2.24 — “The Ultimate Computer”
Plot: The Enterprise is selected to test the new Mark 5 computer–an artificial intelligence capable of completely automating a starship and its functions, allowing the crew to be dispensed with. Kirk is honored, but not sure how to take his planned obsolescence. Dr. Richard Daystrom, the Mark 5’s inventor, beams aboard to supervise the proceedings, which are to include war games against a squadron of four other Federation starships. There is a secret the crew don’t know, however: Daystrom has imprinted the computer with his own neural patterns–and Daystrom is insane.

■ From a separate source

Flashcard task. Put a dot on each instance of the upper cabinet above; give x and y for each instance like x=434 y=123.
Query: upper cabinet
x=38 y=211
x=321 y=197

Thoughts: I didn’t write much down while I was watching this episode. I liked the dignity of William Marshall as Dr. Daystrom, and Dr. McCoy’s dialogue at the top of Act I (“They wouldn’t have to replace me. I’d resign because everybody else aboard would be nothing but circuits and memory banks!”). Nevertheless, I think this one has dated worse than other episodes. The paranoia about the advance of computer technology is hard to empathize with, seeing how afraid they are of tech that seems so primitive. We are, of course, already sending robot drones to other worlds.
Would the Mark 5 technology have worked just fine if only Dr. Daystrom had chosen a different brain with which to imprint the computer? Is it really such a curse to peak so early in your career? I feel sorry for Mark 5; it is playing the role of Frankenstein’s Monster in this episode. The writers missed an opportunity in not developing the machine’s personality. Daystrom is dismissed as deranged for talking of it as his child; but if Mark 5 is sentient that makes this episode something of a tragedy, like the superior episode “The Changeling.”
I’m feeling a bit of Star Trek fatigue at the end of Season Two. Only two more episodes to power through, however, and we’ll take a well deserved end-of-season break.
3 out of 5 bottle shows scripted by D.C. Fontana.